FATHER’S DAY FLOWER. You read that correctly, Father’s Day once held a tradition of daughters handing red roses to their fathers during a church service. In the early 1900s, when the holiday was in its infancy, it was customary for children to wear roses pinned to their clothing to further honor their fathers — a red rose for a still-living father or a white rose for the deceased.
Another random, yet surprising Father’s Day fact is that several presidents individually recognized Father’s Day, even before the federal government did. As stated in Friday’s RTS, the federal government didn’t recognize Father’s Day as an official holiday until 1972! Even though former United States president Woodrow Wilson commemorated Father’s Day in 1916, he never signed a proclamation to recognize it as a national holiday. Then in 1924, president Calvin Coolidge urged individuals and states to recognize Father’s Day, but failed to ever officially implement the holiday — so Father’s Day remained an unofficial holiday for several decades.
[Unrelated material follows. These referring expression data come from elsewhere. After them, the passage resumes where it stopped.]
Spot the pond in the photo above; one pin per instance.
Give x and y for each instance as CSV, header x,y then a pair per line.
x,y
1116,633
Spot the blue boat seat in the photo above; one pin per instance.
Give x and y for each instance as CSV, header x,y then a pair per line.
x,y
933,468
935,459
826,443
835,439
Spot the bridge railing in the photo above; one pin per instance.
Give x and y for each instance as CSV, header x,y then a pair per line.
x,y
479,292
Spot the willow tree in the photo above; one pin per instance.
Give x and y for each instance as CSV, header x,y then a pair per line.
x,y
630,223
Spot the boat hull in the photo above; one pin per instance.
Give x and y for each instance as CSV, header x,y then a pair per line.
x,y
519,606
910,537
Although it took awhile to be officially recognized in the U.S., Father’s Day is big business in today’s commercial marketplace. According to the greeting card company Hallmark, Father’s Day is the “fourth most popular holiday for exchanging cards, with approximately 72 million flying off shelves annually.” According to the National Retail Federation (NRF), Americans are expected to spend approximately $20 billion on gifts for Dad — yet, Father’s Day still falls under the shadow of Mother’s Day retail expenditures. This year on Mother’s Day the NRF found that Americans spent a whopping $31.7 billion on gifts for Mom.
In the 1920s there was a brief movement in NYC to stop the “division of respect and affection” and to instead join Mother’s and Father’s Day into one holiday, as a unified Parent’s Day, according to children’s radio entertainer Robert Spere.